Burada biraz İran’dan bahsetmek gerekiyor
Turistik
ya da ticari amaçla İran’a gitmiş olan bir dolu arkadaşım var. Hepsi de
döndüklerinde büyük bir şaşkınlık ifadesiyle aynı şeyi söylediler: ¨Yahu,
adamlar kahvehanelerde tavla değil, satranç oynuyorlar.¨
İran,
yıllardır uluslararası abluka altında inim inlerken kuyruğunu dik tutmaya
gayret etti. Taviz vermedi, tüm Dünya’nın kara listesindeydi, hem de Birleşmiş
Milletler kararlarıyla.
İran’ın
sonra yaptığına yine satrançtan bir örnek vermek istiyorum. Satrançta Rok adı
verilen bir hamle vardır. Kaleyle şah kuralına uygun olarak yer değiştirir. Oyuncunun
aynı anda iki taşla birden oynayabildiği tek satranç hamlesidir. Tecrübesiz
oyuncular bazen hamle atlatmak için bile buna başvururlar. Boş bir hamle olur.

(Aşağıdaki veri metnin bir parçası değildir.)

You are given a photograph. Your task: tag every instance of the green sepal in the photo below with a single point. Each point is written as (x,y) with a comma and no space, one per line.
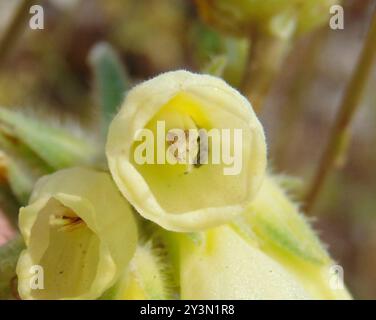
(57,146)
(111,80)
(21,167)
(276,221)
(9,254)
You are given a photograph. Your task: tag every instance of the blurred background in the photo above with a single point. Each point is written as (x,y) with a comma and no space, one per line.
(48,71)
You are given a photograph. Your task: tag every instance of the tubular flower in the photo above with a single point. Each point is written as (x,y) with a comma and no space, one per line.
(286,236)
(269,252)
(173,185)
(79,231)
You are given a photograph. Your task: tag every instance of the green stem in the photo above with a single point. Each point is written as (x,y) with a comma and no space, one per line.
(348,107)
(9,254)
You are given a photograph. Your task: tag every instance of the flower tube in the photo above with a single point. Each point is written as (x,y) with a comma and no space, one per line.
(187,151)
(79,233)
(225,266)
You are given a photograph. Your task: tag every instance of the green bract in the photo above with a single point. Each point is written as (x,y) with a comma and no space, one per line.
(171,195)
(285,235)
(225,266)
(80,230)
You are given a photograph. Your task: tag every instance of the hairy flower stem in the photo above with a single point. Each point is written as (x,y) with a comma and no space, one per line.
(348,107)
(14,28)
(266,57)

Ama bazen de iyi bir oyuncunun elinde rok, oyunun gidişatını, hatta bazen
kaderini değiştiren bir hamle olur.
İran’ın
güçsüz ve ezilmekte olduğu dönemde kendini bölgenin aslan parçası olarak gören
şanlı ülkemiz, resmen bir roka kurban gitti. Aniden tavır değiştiren ve nükleer
konusunda tavizler veren İran birdenbire bölgenin en önemli aktörü rolünü
yeniden kazanıverdi, hem de eski gücünü kazanmaya azmetmiş bir ortakla: Rusya.
Bence
burada satranç meselesine son verelim, en azından uluslararası olanına. Gelecek
yazıya kadar, bizim için daha önemli bir konu var: Helva konusu.
Yandı
gülüm keten helva yani.
Not:
Gelecek yazıda bir yandan bu satranç tahtasını anlamaya çalışırken, bir yandan
da bizden iki satranç anısı anlatacağım.